I was thinking about why did I buy a dumpload charge controller and I remembered I was going to wire the charge controller so that when it did dump it would just switch the incoming power from charging the batteries to a grid tie inverter but then came the whole battle with my power co-op over a $1,000 connection fees just for them to log it in their system plus they only give me back a .02 credit which I can't use and turn around and charge me .10 cents for the same Kwh i just gave them. Which is something else I been meaning to ask is what does your local power company pay residential green power providers?
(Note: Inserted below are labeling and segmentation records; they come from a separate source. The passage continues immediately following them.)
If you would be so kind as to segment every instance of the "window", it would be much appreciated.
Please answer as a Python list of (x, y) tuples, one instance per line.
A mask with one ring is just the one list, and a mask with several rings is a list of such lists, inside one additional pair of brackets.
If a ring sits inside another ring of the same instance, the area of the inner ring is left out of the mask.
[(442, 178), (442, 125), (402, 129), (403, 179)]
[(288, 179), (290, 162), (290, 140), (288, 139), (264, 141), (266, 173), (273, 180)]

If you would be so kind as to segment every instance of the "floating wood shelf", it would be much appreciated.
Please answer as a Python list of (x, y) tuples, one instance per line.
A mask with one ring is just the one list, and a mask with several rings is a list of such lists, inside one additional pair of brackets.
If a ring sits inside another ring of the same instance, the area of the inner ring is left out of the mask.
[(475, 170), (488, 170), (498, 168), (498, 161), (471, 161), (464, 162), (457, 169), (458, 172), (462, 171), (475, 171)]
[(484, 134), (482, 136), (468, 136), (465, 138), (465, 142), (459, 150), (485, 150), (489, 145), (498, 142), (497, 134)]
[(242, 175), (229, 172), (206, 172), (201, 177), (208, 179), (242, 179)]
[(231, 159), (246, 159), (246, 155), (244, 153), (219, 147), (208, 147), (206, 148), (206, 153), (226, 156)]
Cash in hand credit does not count because you can't buy replacement parts and upkeep etcetera with a power credit.

Woah there; you don't need a dump load if you have a hybrid inverter. You program the inverter to sell back to the load when X happens. X is usually "voltage over sell limit" which works well with most battery systems.

So you are paying .08 cents a kilowatt-hour for storage. How much will the same amount of battery cost you over the lifetime of your system? A T105 can be cycled ~500 times to 50% without serious degradation, which means you can get .6kwhr 500 times for about $100. Sounds like that would cost you around .33 cents for the same service from a (cheap) battery Even if you can get to 1000 cycles you are still at .16 cents per kwhr.

Sounds like your battery is ripping you off, compared to the utility!

You do need a dump load if your hybrid inverter is there just to integrate with a generator and there is no grid connection. The OP stated, I believe, that there is no grid connection at this time.